L'apparition d'acheteurs spécialisés
Une étude commanditée par la CRE et publiée en décembre dernier est revenue sur l'ouverture des marchés de l'énergie. Si seulement 9 % des établissements déclaraient avoir changé de fournisseur d'électricité et 5 % de fournisseur de gaz naturel, les entreprises de plus de 100 salariés étaient plus nombreuses à avoir exercé leur éligibilité: 14 % sur le marché de l'électricité et 15 % sur celui du gaz. Une différer! ce qui n'étonne guère Marc Aldebert, directeur adjoint au sein de la direction des marchés et services publics de la CRE: «C'est normal, les sites des grandes entreprises sont éligibles depuis plus longtemps que les petits clients professionnels. Dans l'industrie, où l'énergie représente une part substantielle des coûts de production, les grands comptes se sont organisés, avec l'apparition d'acheteurs spécialisés en gaz et en électricité pour qui l'exercice de la concurrence s'est révélé être une opportunité de réaliser des économies.» En outre, les grands comptes sont une cible privilégiée des fournisseurs alternatifs. Davantage sollicitées (62 % contre 25 % pour l'ensemble des clients professionnels), les entreprises de plus de 100 salariés sont mieux informées sur le sujet.
Au regard des résultats de l'étude de la CRE, la libéralisation des marchés de l'énergie semble plutôt bien perçue par les clients professionnels, puisqu'ils sont 66 % à considérer qu'il s'agit d'une bonne chose. Donnée intéressante: les grandes entreprises ne sont que 59 % à le penser, ce qui laisse sous-entendre une plus grande méfiance vis-à-vis de l'exercice de l'éligibilité.
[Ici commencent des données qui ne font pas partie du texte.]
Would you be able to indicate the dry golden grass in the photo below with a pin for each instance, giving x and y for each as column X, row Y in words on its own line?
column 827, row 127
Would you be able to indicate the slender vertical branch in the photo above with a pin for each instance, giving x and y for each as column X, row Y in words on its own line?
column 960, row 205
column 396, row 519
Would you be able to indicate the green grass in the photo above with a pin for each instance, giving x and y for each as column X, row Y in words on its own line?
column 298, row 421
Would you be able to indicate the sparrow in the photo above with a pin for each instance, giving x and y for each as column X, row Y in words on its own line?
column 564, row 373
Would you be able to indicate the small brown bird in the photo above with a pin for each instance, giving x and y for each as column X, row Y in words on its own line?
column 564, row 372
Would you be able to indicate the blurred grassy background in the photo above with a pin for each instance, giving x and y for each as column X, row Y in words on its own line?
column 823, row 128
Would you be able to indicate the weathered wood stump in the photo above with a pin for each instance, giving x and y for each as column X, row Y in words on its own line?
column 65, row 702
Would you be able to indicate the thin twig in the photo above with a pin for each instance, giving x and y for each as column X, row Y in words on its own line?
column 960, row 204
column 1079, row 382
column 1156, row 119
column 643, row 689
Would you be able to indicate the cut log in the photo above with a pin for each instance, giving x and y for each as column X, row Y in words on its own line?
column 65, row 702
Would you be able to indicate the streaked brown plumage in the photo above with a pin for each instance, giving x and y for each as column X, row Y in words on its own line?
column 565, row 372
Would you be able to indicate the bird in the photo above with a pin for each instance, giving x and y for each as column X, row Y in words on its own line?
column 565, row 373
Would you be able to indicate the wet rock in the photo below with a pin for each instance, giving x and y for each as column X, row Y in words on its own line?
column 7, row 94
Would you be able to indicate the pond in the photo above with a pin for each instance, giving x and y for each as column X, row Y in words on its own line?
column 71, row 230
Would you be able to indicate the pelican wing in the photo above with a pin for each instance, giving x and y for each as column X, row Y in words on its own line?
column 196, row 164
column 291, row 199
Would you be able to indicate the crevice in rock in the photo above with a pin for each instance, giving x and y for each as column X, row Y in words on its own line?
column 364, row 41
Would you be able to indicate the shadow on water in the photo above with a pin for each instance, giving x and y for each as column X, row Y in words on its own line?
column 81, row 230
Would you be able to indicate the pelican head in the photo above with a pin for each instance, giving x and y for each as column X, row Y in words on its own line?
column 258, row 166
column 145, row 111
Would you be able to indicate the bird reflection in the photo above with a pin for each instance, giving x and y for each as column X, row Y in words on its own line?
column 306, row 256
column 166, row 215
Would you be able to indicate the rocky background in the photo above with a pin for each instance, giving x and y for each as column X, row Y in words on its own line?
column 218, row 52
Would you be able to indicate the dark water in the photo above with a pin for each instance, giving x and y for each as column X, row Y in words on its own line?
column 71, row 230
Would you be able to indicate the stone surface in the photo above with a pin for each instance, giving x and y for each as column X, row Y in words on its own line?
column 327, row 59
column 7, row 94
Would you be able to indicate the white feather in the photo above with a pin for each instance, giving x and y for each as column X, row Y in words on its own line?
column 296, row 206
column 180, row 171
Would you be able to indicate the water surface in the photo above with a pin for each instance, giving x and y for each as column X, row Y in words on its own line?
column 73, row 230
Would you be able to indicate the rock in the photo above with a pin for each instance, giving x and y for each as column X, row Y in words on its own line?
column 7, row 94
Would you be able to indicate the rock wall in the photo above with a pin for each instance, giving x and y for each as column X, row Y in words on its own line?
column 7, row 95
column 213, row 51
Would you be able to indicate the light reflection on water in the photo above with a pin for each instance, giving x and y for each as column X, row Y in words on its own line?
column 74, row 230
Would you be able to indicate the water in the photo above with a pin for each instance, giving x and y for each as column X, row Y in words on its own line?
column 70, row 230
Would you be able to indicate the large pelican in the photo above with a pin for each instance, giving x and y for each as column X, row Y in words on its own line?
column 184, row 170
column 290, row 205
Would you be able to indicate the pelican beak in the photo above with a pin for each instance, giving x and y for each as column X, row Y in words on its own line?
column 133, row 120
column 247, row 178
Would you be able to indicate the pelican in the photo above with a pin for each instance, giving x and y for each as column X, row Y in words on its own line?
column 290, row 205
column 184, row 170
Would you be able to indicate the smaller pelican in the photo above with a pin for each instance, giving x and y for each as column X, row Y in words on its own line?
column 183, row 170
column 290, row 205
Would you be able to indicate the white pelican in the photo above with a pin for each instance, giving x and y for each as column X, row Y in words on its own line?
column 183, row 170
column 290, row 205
La qualité de service et la gestion de l'énergie ne sont pas en cause. En revanche, la question du prix est sensible. Depuis l'ouverture des marchés, les tarifs de l'énergie ont augmenté de plus de 50 %. Le prix de l'électricité tourne aujourd'hui aux alentours de 50 euros le MWh, sachant que l'année 2006 a connu des pointes à plus de 80 euros le MWh. Le marché du gaz, où le prix moyen du MWh est aujourd'hui de 20 euros (il était de 13 euros en 2004), est toutefois moins volatil. Dans ce contexte, les entreprises ont plutôt intérêt à ne pas changer de fournisseur et à rester sur le marché régulé où les tarifs, contrôlés par l'Etat, sont souvent moins élevés.
Les fournisseurs d'énergies alternatifs les plus reconnus
Du 30 octobre au 20 novembre 2006, l'institut BVA a interrogé par téléphone (système CATI) 1 502 établissements publics et privés. Il leur a demandé de citer spontanément un fournisseur sur le marché français de l'électricité et du gaz.
Des tarifs à la hausse
Les chantres du libéralisme en ont donc pris pour leur grade. Mais pourquoi, sur un marché ouvert à la concurrence, les prix connaissent-ils des hausses? «La production d'électricité en Europe repose essentiellement sur le gaz et le charbon. Or les prix de ces deux combustibles augmentent», expliquait Jean-Michel Glachant, professeur en sciences économiques à l'université de Paris-Sud dans une lettre d'information éditée par la CRE en mars dernier. Autre raison invoquée: le manque de concurrence. «Alors que les hausses de prix se répercutent facilement les unes aux autres, quand les causes disparaissent, les prix redescendent plus difficilement. C'est la preuve évidente d'un manque de concurrence, même si, encore une fois, ce sont les prix des principales sources d'énergies primaires qui sont à la hausse», reprend Jean-Michel Glachant. Selon la CRE, il y a actuellement 19 fournisseurs alternatifs sur le marché de l'électricité et 15 sur le marché du gaz. EDF et Gaz de France sont les seuls à dépasser les 80 % de notoriété spontanée.